News:

MASM32 SDK Description, downloads and other helpful links
MASM32.com New Forum Link
masmforum WebSite

Fast(er) RGB --> BGR buffer copy?

Started by swsnyder, November 13, 2006, 11:43:39 PM

Previous topic - Next topic

swsnyder

Hello.

I have graphics code whose bottleneck is copying a buffer of 24-bit pixels to a buffer of reversed pixels.  That is, the source buffer is RGB and the destination is to be filled with BGR pixels.
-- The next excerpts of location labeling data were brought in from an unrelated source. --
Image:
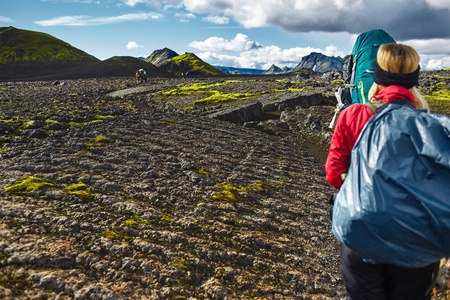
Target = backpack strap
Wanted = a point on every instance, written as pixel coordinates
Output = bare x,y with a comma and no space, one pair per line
378,106
375,106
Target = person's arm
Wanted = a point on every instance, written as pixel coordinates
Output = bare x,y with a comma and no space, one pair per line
350,123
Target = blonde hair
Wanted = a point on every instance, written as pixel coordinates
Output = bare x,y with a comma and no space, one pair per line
401,59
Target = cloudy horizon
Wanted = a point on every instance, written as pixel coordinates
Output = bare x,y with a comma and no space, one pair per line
237,33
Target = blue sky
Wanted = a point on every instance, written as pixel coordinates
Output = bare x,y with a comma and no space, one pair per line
235,33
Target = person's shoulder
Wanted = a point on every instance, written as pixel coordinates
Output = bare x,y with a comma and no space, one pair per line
355,113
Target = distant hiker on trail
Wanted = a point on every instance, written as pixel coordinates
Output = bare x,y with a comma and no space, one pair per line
141,76
396,75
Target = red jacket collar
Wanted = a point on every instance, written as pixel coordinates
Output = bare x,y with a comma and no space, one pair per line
394,92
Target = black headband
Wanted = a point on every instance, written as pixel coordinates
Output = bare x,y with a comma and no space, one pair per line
386,78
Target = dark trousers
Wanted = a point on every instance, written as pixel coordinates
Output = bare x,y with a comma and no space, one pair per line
366,281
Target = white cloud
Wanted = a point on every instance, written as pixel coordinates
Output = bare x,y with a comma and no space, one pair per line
431,17
431,46
133,45
90,21
6,20
240,43
187,16
217,20
440,4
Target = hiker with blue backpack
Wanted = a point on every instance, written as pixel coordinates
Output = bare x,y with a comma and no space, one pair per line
390,160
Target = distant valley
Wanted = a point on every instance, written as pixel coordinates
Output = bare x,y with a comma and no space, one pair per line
30,55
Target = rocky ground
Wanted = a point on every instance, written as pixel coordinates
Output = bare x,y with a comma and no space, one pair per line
114,191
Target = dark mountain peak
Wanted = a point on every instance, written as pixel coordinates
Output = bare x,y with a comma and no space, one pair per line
161,55
273,70
319,62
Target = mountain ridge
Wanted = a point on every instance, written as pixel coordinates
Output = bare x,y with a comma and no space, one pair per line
160,56
319,62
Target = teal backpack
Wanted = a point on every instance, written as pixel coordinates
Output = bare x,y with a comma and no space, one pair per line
357,69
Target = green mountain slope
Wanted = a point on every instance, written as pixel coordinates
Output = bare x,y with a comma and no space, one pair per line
160,56
190,63
29,48
30,55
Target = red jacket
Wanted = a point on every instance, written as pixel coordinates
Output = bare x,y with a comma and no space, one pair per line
350,123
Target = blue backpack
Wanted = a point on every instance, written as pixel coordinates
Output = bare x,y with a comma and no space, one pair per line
394,205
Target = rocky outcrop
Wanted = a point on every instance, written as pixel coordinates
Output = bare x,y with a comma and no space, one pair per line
104,199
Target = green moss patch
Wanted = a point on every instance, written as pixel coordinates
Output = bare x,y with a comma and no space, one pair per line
81,190
136,221
26,185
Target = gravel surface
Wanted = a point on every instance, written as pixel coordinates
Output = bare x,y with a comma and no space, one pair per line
134,196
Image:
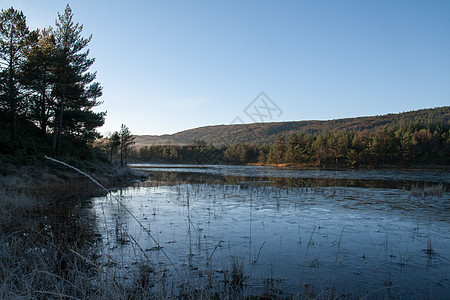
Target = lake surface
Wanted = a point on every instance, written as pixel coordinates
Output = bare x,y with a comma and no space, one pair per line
283,232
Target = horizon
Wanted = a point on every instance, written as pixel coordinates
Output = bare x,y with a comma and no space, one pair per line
288,121
167,67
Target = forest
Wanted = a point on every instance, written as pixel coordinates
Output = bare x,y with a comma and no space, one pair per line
47,92
400,144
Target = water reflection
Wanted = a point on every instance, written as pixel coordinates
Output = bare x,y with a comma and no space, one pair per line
286,234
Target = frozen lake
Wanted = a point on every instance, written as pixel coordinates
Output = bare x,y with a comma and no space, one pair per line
284,232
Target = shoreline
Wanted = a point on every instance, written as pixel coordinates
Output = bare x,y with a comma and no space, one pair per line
53,181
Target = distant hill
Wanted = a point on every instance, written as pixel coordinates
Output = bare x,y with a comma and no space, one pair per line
265,133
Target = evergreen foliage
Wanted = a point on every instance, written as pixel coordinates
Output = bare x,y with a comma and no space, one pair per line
46,90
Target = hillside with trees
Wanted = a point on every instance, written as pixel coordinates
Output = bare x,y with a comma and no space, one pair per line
266,133
47,91
409,139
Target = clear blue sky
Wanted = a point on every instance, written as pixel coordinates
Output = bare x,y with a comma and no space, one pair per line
166,66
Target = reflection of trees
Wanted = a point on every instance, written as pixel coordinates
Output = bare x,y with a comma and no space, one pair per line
174,178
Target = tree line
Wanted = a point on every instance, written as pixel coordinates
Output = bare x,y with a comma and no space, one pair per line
404,143
47,93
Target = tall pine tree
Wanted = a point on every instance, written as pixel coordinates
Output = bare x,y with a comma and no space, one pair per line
13,41
76,91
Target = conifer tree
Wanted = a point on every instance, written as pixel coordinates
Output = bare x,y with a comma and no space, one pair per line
13,41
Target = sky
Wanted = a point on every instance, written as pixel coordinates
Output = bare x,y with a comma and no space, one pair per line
168,66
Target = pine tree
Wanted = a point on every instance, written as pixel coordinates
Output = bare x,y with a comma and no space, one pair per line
13,41
39,77
76,92
126,140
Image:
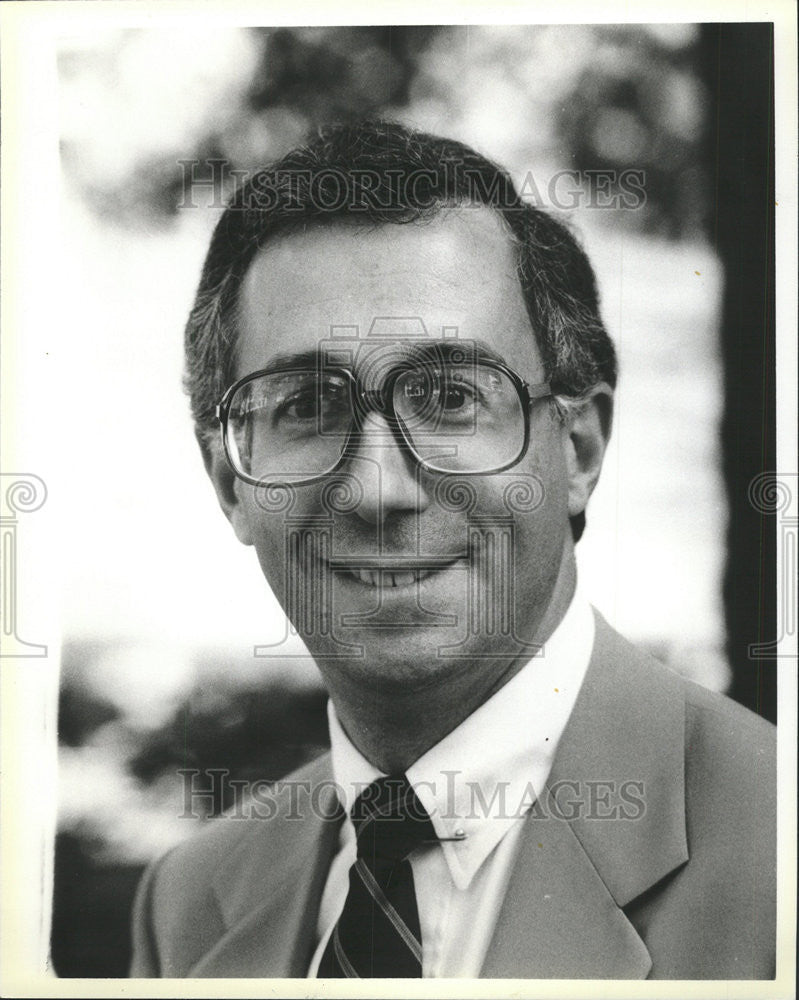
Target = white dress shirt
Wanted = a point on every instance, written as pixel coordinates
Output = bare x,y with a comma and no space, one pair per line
480,780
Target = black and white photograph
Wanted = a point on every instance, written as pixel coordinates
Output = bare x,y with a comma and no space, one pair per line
399,500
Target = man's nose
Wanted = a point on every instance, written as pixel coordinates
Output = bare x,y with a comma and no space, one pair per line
386,472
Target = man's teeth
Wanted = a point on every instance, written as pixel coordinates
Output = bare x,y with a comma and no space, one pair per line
390,578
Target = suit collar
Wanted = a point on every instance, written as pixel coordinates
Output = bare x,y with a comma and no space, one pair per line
561,917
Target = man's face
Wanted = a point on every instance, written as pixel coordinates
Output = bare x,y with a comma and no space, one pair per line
501,542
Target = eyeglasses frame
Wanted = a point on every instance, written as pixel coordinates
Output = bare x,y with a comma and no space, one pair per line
382,401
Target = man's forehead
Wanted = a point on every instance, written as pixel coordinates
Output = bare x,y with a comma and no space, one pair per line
453,276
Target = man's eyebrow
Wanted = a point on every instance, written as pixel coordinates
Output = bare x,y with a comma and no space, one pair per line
298,359
470,350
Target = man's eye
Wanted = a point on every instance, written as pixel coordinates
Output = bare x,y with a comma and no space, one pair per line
456,397
313,403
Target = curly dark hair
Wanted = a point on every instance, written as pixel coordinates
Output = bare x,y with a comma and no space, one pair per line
379,172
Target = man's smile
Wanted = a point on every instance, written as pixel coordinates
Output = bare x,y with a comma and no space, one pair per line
396,573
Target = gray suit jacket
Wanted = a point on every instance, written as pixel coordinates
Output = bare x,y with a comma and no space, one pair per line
682,889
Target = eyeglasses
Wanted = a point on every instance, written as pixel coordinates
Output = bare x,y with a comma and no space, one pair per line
293,425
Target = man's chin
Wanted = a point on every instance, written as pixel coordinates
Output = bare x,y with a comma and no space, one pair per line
407,660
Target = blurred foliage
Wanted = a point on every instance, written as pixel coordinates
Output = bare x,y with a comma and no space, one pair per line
123,799
619,97
641,103
255,734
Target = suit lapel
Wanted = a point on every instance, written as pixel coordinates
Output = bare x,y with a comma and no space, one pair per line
270,911
622,753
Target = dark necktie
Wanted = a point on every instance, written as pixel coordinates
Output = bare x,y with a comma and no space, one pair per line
378,933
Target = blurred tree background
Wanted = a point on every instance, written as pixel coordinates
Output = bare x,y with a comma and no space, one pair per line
154,123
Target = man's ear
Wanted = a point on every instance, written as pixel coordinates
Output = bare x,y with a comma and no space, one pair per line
588,425
227,485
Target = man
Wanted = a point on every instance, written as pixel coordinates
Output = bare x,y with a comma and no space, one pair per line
403,392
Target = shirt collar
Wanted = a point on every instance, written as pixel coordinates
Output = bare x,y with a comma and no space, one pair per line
484,775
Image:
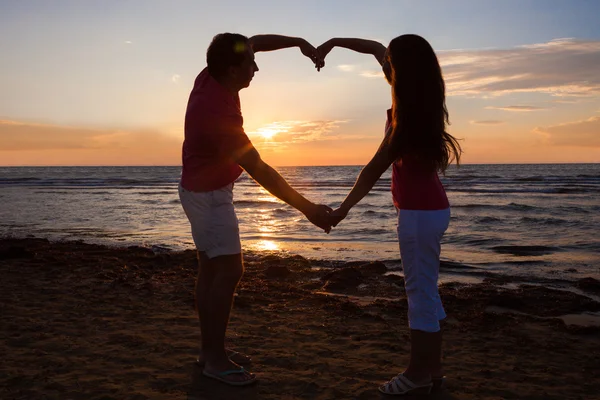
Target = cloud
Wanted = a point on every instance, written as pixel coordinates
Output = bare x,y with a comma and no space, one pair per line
346,67
372,74
561,67
517,108
24,136
283,133
584,133
487,122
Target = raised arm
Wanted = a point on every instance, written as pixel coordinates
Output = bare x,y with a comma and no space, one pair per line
270,179
276,42
364,46
367,178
My current scheme is to read 32-bits (x,R,G,B), swap and shift the bytes, and write out 32-bits (B,G,R,0).  That trailing 0 byte is garbage and is overwritten in the next loop, or by the next pixel in the same loop.  The source and dest pointers are incremented by 3 to advance past the valid 3 bytes just handled.  I've unrolled this to handle 3 pixels per loop, to avoid back-to-back operations on the same register.  The current code is shown below.  It works, but there's a couple of problems with this code from a performance perspective.

First, there's the mis-alignment.  The destination of the write is only aligned on every 4th write, since the pointers are being advanced by 3 bytes per pixel.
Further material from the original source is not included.